I now commence writing again and wish to inform you that the two Miss Strongs, Mr. Graves, and a Mr. Alba from New Hampshire are boarding with us. Mr. Rankin commenced boarding but is sick and has gone home. Mrs. Tudor is going to Salem and the Dr. T. will board probably with us so we shall have a physician in the family. Mr. Strong informs me that your Uncle Moses has gone to his place of destination. I have this day made an offer of my place to Mr. Weiker for a thousand dollars to be paid $200 down and the balance in yearly installments with annual interest on the whole. What will come of it, I can not tell. There is some prospect that the trade will be perfected tho I am not sanguine. He says that he calculates to stop here and must have a place. I am inclined to believe that it will be better for my family to find some other place. What business I have here will not support us and to be throned by creditors, it is too intolerable. This may all seem as mere gossip used to fill up my letter but I can not tell. The claims of those near and dear to me are strong and powerful and I feel it a duty incumbent upon me to meet them the best way I can. The few remaining years which await me here I should be glad to have them pass away in peace and quietude.

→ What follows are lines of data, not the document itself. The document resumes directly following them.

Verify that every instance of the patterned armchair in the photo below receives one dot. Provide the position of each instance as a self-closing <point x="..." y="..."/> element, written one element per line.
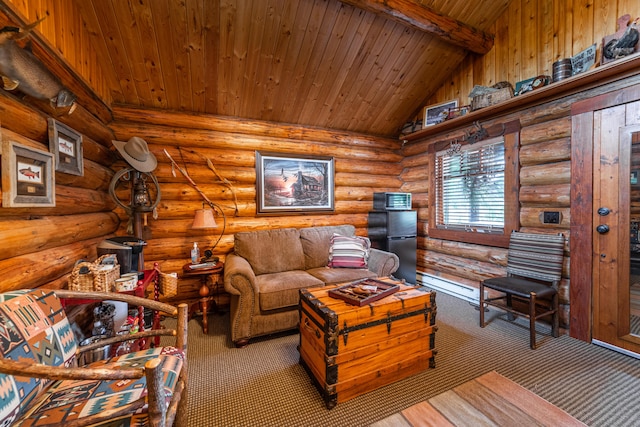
<point x="43" y="386"/>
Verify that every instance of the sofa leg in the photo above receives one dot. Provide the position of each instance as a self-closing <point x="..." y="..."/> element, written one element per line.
<point x="242" y="343"/>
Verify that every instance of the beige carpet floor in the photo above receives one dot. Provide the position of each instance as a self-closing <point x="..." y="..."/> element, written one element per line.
<point x="264" y="385"/>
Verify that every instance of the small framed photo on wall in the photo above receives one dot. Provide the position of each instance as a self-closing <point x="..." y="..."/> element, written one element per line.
<point x="435" y="114"/>
<point x="28" y="178"/>
<point x="66" y="146"/>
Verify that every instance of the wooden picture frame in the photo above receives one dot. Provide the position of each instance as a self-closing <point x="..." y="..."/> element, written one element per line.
<point x="28" y="178"/>
<point x="66" y="146"/>
<point x="291" y="183"/>
<point x="438" y="113"/>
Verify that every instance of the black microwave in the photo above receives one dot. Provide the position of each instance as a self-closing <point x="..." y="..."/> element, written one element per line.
<point x="391" y="201"/>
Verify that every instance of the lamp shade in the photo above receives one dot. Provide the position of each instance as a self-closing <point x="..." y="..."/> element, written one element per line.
<point x="204" y="219"/>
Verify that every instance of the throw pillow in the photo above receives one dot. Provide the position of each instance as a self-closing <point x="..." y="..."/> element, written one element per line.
<point x="349" y="252"/>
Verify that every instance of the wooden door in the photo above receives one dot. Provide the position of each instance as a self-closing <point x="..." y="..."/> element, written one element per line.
<point x="605" y="207"/>
<point x="614" y="143"/>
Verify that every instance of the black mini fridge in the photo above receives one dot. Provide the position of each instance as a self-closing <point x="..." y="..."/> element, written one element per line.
<point x="395" y="232"/>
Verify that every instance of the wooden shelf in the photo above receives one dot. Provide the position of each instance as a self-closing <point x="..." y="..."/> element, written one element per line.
<point x="599" y="76"/>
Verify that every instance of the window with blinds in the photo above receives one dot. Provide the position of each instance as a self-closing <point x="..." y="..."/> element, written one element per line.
<point x="470" y="187"/>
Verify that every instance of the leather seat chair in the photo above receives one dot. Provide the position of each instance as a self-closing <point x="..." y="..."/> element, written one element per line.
<point x="534" y="271"/>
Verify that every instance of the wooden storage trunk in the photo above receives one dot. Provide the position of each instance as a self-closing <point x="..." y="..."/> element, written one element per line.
<point x="349" y="350"/>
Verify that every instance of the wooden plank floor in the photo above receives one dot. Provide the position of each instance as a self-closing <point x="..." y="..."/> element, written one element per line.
<point x="489" y="400"/>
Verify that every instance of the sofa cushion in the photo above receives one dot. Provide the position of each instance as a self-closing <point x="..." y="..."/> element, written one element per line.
<point x="281" y="290"/>
<point x="73" y="400"/>
<point x="270" y="251"/>
<point x="33" y="326"/>
<point x="317" y="240"/>
<point x="332" y="276"/>
<point x="349" y="252"/>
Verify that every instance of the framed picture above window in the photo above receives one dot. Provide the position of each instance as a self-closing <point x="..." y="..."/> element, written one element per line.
<point x="290" y="183"/>
<point x="66" y="146"/>
<point x="435" y="114"/>
<point x="27" y="176"/>
<point x="475" y="192"/>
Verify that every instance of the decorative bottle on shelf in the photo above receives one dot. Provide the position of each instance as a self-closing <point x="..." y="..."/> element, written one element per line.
<point x="195" y="254"/>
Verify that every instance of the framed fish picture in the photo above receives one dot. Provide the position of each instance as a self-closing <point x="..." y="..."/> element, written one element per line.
<point x="28" y="178"/>
<point x="66" y="146"/>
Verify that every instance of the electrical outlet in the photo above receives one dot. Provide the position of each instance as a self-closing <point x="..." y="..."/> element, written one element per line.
<point x="551" y="218"/>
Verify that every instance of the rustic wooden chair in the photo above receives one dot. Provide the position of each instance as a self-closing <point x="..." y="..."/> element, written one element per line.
<point x="43" y="384"/>
<point x="534" y="270"/>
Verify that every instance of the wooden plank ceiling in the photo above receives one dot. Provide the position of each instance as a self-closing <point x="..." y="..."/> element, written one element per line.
<point x="360" y="65"/>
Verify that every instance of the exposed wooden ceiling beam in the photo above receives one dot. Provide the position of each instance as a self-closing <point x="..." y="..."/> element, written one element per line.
<point x="417" y="16"/>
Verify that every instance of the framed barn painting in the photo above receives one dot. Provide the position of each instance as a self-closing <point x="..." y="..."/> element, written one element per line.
<point x="66" y="146"/>
<point x="27" y="176"/>
<point x="290" y="183"/>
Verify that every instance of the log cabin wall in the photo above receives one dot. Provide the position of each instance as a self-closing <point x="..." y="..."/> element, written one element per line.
<point x="529" y="37"/>
<point x="545" y="175"/>
<point x="41" y="244"/>
<point x="363" y="165"/>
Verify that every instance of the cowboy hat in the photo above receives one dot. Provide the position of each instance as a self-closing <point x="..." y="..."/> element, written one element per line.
<point x="137" y="154"/>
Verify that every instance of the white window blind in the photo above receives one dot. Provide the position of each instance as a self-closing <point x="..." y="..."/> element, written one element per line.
<point x="470" y="187"/>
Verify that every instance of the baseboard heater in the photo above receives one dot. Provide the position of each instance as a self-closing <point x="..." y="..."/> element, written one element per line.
<point x="455" y="289"/>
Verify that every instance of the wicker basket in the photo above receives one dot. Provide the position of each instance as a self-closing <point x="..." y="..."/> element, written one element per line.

You request in your letter to be informed whether the preceptorship in Middlebury be vacant. The President called on me after your departure for Windsor to enquire about your care at Windsor whether the prospect was that you would continue there. I suppose his object was to obtain you here should you fail of continuing there. He has now employed Mr. Julius Bingham ¹ as preceptor and has now commenced operations. What the prospect is for a school I do not know. Whether Mr. Bingham will continue here in the capacity of preceptor longer than the quarter, I do not know. I have made no enquiry upon the subject. Should a vacancy happen, I will inform you.

You have now entered upon a state of “untried being” and you need the council of the wise and the exertion of all your faculties to direct you in the path of prudence and safety. Your mother and myself feel a strong interest in your welfare, and you know I can scarcely conceive the strength and power of a mother’s affection. It is as lasting as life and even extends beyond the grave. We hope that you will cultivate an acquaintance with things of a piritual character. We hope you will try to understand the relations which exist between you and Him who made you for in honoring Him is involved your everlasting good.

Study to make yourself approved in the discharge of all your duties in whatever situation you may be placed. Suffer not any blot or blur to rest upon your moral character. Be ever ready to acknowledge a fault and be quite careful not to furnish any occasion for such acknowledgements. We live in an evil world surrounded by temptations and we must frequently make some sacrifice of feeling and of interest in the discharge of our duties.

Religion affords to the sinner his only hope and to the Christian his only ___tation. I hope then, my son, that you will soon make your choice if you have not already made it, to live the life of a Christian and I sincerely hope that you will place your standard of action high above all the blandishments of vice, the fear of man and the corrupting influence of this world’s a____. The great Edmond Burke when dying, appreciated the serenity of worldly renown when he exclaimed, “What are the honors of this world when the cold damp dew of death is falling on my brow.”

I am your affectionate father, — Dorastus Wooster

¹ Julius Fenn Bingham (1819-1914) was the son of Jeremiah and Rhoda (Feen) Bingham of Cornwall, Vermont. He attended Middlebury College from 1841-1844 but did not graduate. He afterwards became a farmer and married Mary E. Woodruff in 1860.